Le amebe se ne fregano del principio di contraddizione e campano benissimo, ma
campano da amebe e non da persone. La logica e le scienze empiriche sono
imprescindibili per il nostro pensiero ed esprimono il massimo della nostra
capacità di esaminare criticamente la realtà. Ora, la cosa significativa e
terribile è che mentre nell’ambito del rapporto con la verità, la normalità
riflette abbastanza bene le potenzialità della specie, nell’ambito dei processi
decisionali (quello della ragione pratica), la normalità è tutt’altro che
coincidente con le potenzialità della specie. Pochi anni fa era normale nel
Sudafrica l’apartheid che oggi (quasi) tutti considerano una follia, ma oggi è
ancora normale la “economia di mercato” che il più idiota dei marziani
considererebbe semplicemente folle, perché determina una ripartizione iniqua
delle risorse fra persone (e popolazioni) formalmente considerate di pari
dignità.
Sulle decisioni
occorre rassegnarsi ad un interminabile confronto, ma l’esame critico delle
scelte possibili, per essere razionale, necessita di strumenti validi. Io credo che
la conoscenza delle difese psicologiche e la conoscenza del potenziale
espressivo delle persone (quello che si manifesta in assenza di difese psicologiche) costituiscano strumenti decisivi
per esaminare e valutare criticamente la razionalità di qualsiasi scelta
particolare.
Il
dolore psicologico è un fatto e i fatti accadono e basta. L’elaborazione del
dolore (o lavoro del lutto), invece, è un insieme di azioni e rientra nella
sfera della ragione pratica perché costituisce
la risposta ottimale al dolore soggettivo determinato da fatti oggettivi. Infatti
consente a) di “salvare ciò che resta”, b) di attenuare col tempo l’intensità
del dolore e soprattutto c) di non creare ulteriori inutili sofferenze. Per comprendere
le difese psicologiche dobbiamo capire che esse nell’infanzia erano razionali: costituivano la risposta migliore ad
una situazione d’emergenza. René Spitz (1958) ha studiato le condizioni
gravissime dei bambini privati del contatto materno e anche John Bowlby (1988)
e altri hanno approfondito il tema a partire dagli anni ’50 del secolo scorso; possiamo
quindi affermare con certezza che i
bambini, in quanto adulti incompleti, non possono farsi compagnia da soli e, se
non sono sostenuti dai genitori, non possono elaborare il dolore. Se si
dissociano dal dolore attivando delle difese psicologiche riescono a
sopravvivere.
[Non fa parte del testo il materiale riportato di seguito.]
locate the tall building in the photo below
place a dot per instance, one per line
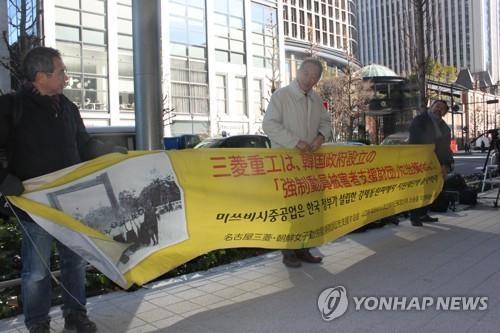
(462, 33)
(4, 54)
(325, 28)
(220, 58)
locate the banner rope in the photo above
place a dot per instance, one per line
(37, 250)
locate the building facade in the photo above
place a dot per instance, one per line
(221, 59)
(4, 54)
(462, 33)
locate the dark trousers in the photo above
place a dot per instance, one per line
(416, 214)
(293, 253)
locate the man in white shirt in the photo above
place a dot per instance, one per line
(296, 118)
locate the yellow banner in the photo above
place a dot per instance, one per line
(140, 215)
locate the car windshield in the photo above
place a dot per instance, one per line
(208, 143)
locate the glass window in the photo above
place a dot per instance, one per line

Purtroppo, mantengono le strategie difensive negli anni successivi.
Per questo possiamo dire che l’irrazionalità
degli adulti non è altro che la reiterazione inconscia della razionalità
infantile in circostanze mutate.
Io
non vedo delle “stupide scimmie” o degli “animali egoisti” quando considero la
violenza individuale e sociale, le forme di sfruttamento economico, fisico e
psicologico, i vari tipi di sottomissione, l’autoritarismo sociale, il
conformismo culturale e i disturbi psicologici: in queste tragedie vedo adulti pienamente umani che continuano a vivere
come bambini spaventati. L’idea di un
conflitto fra la nostra “natura animale” e le nostre “aspirazioni morali” nasconde
la realtà orribile della nostra infanzia mai superata. Le difese psicologiche
(quelle individuali e quelle culturalmente condivise) non riguardano solo le
più evidenti forme di malvagità o i sintomi più evidenti (e diagnosticati dagli
specialisti), ma anche la sciattezza che riduce intere vite alla gestione di un
orticello tanto piccolo da risultare una prigione.
Se
le riflessioni fin qui svolte sono corrette, le difese psicologiche non
rivelano un difetto o una mancanza di razionalità perché costituiscono una effettiva violazione della ragione pratica.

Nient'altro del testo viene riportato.